Context: In total, 316,411 people had been infected with coronavirus since the pandemic began, and there are currently 9,890 active cases. Overall, 2,592 people have died from the virus, including eight yesterday.
- The IDF coronavirus task force has warned that the recent rise in new infections could indicate that the downward trend of the virus has come to a halt. The positivity rate has increased to 3.1 per cent, compared to 2.9 per cent of tests returned on Saturday, 2.1 per cent of tests from Friday, and 1.8 per cent of tests from Thursday.
- The newly inaugurated IDF Coronavirus Command Centre will improve Israel’s ability to break the chain of infection. It has the ability to question 4,000 people and perform 100,000 tests per day. It is now considered one of the most advanced in the world.
- According to Yediot Ahronot, as a result of the two lockdowns an estimated 65,000 businesses and shops have gone under this year, and that the number is expected to reach 80,000 and possibly even higher by the end of the year. In comparison, in each one of the past ten years between 37,000 and 45,000 businesses have shut down.

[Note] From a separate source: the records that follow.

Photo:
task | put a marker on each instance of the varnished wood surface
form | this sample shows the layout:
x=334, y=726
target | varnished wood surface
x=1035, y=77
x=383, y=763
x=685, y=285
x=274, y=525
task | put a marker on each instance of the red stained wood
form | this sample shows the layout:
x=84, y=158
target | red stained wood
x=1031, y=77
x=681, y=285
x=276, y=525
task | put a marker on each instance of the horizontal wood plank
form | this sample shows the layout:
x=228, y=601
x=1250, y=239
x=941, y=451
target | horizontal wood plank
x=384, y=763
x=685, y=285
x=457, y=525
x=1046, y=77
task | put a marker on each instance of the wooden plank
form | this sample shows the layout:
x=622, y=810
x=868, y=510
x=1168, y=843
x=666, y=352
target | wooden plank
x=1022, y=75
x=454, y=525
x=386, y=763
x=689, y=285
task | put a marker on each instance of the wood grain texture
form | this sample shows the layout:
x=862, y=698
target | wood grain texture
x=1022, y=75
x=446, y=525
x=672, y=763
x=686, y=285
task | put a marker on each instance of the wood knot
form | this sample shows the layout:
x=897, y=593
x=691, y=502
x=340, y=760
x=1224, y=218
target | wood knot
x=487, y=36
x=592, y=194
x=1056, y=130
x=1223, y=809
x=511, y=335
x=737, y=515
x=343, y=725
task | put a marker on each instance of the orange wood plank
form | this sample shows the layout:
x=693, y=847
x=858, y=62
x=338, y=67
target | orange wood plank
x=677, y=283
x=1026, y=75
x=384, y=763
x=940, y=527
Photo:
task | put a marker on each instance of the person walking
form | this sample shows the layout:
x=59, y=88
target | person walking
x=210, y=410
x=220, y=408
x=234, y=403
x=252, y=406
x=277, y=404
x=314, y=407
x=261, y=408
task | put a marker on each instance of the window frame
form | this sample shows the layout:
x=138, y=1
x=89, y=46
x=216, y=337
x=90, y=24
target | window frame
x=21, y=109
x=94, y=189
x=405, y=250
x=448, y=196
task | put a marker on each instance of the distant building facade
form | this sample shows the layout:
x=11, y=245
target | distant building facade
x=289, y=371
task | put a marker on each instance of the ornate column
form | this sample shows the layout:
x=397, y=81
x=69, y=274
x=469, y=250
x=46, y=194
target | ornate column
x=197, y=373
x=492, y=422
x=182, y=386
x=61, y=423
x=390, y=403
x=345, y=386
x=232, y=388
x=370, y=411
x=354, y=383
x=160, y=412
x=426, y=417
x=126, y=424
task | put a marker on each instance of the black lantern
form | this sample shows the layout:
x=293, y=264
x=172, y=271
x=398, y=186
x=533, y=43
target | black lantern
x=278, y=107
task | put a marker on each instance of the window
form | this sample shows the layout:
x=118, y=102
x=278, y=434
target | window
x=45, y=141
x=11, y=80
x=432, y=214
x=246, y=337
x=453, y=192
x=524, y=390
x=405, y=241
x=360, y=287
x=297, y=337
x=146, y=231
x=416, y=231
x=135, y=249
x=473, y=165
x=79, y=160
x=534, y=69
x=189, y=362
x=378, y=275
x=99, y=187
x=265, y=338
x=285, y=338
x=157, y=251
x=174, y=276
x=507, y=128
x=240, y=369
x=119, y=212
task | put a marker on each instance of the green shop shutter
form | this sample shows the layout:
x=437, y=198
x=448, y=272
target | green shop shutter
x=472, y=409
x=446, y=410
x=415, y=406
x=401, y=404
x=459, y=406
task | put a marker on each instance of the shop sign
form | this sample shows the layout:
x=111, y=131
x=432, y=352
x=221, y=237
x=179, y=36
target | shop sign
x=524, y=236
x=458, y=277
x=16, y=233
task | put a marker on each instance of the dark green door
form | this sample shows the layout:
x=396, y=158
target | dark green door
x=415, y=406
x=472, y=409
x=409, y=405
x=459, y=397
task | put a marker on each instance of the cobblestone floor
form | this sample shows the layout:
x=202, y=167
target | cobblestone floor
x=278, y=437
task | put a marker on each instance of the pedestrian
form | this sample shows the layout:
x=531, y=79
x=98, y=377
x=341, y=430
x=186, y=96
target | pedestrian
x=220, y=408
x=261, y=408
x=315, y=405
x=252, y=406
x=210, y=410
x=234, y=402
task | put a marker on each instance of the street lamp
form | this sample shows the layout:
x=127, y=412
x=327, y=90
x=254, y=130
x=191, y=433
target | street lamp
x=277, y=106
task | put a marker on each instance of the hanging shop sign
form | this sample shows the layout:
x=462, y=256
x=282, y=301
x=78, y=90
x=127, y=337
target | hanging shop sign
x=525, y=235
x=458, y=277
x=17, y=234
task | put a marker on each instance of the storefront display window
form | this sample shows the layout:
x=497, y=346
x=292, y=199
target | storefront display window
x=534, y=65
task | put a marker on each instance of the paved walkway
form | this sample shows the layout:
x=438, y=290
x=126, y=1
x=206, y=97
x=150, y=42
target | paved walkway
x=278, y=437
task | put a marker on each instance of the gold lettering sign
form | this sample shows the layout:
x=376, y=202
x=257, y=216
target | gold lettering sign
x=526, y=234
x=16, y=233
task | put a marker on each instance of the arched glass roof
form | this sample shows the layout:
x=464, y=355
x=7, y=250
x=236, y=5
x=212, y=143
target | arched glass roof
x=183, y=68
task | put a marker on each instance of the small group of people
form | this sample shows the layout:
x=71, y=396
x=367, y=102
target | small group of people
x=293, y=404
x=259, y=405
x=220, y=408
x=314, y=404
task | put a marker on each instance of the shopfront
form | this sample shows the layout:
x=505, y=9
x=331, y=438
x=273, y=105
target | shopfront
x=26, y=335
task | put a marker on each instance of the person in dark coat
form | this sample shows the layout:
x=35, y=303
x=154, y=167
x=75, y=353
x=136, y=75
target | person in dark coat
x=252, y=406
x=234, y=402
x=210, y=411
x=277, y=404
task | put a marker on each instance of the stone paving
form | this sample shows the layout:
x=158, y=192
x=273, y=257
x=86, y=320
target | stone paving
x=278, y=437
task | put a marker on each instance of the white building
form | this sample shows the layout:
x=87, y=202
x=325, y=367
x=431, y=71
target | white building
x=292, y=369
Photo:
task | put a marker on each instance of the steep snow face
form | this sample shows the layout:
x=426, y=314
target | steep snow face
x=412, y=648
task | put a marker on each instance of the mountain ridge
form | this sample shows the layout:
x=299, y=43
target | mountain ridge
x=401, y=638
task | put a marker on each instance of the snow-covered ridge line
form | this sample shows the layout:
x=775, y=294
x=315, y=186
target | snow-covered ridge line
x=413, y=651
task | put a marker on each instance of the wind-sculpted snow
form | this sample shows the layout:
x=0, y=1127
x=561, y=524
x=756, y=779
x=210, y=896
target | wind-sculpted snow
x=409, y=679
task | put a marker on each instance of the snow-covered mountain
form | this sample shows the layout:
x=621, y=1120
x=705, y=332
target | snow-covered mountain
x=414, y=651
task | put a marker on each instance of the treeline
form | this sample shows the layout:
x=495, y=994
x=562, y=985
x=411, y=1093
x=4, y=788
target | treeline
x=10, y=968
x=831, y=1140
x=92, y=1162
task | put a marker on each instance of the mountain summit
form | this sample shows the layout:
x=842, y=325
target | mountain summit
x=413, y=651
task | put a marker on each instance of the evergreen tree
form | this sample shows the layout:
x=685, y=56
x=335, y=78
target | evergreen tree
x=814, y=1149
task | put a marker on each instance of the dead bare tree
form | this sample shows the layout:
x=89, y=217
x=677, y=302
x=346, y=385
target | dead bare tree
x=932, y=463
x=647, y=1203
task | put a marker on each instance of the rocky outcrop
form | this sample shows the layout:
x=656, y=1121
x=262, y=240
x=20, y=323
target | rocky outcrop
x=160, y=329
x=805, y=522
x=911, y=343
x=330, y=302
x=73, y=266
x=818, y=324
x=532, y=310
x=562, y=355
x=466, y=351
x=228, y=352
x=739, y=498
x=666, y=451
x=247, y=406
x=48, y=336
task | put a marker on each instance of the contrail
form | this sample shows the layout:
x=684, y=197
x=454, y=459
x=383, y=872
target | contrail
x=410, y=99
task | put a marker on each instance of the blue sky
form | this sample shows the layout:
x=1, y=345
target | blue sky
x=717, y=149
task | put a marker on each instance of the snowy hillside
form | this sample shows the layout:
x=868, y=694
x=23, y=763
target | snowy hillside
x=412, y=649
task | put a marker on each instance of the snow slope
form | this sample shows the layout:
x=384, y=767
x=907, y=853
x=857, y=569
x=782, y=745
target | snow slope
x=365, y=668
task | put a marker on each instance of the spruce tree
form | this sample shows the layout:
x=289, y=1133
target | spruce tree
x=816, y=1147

- The Central Bureau of Statistics has revealed more than 1,000,000 Israelis were out of work in the first half of October. Some had lost their jobs permanently, whereas others were on temporary unpaid leave. According to the data, 205,200 people were registered as being jobless in October (5.1 per cent of the workforce). In addition to them, 832,600 people who have jobs (20.7 per cent of the workforce) were temporary absent from work during October for a variety of coronavirus-related reasons. In the second half of September, when the second lockdown begun, the percentage of people temporarily out of work was lower and stood at 17.1 per cent.
Looking forward: According to the plan to gradually reopen following the lockdown, shops will reopen next week and shopping malls the week after that.
- The coronavirus cabinet will reconvene today and continue to debate whether to allow high street shops to reopen for business on Sunday. The professional Health Ministry’s representatives are expected to oppose their reopening.
- However, Finance Minister Yisrael Katz has again demanded that the shops be allowed to open as planned. “If we’ve set six stages for opening, the Health Ministry must honour that.” Ministers Amir Peretz and Itzik Shmuli (Labour) also support allowing shops and open-air markets to open immediately.
- The coronavirus cabinet is also expected to discuss a motion to impose restrictions on eight red communities: Kafr Manda, Aram Sheikh, Hatzor Haglilit, Bukata, Mughar, Kafr Kana, Majdal Shams and Masade. Defence Minister Benny Gantz is expected to demand that those communities be placed under a full lockdown.
- They will also discuss ways to encourage the public to get tested, following a decrease in tests being taken. One proposal being examined is to give a financial incentive to local authorities that increase testing in their jurisdictions.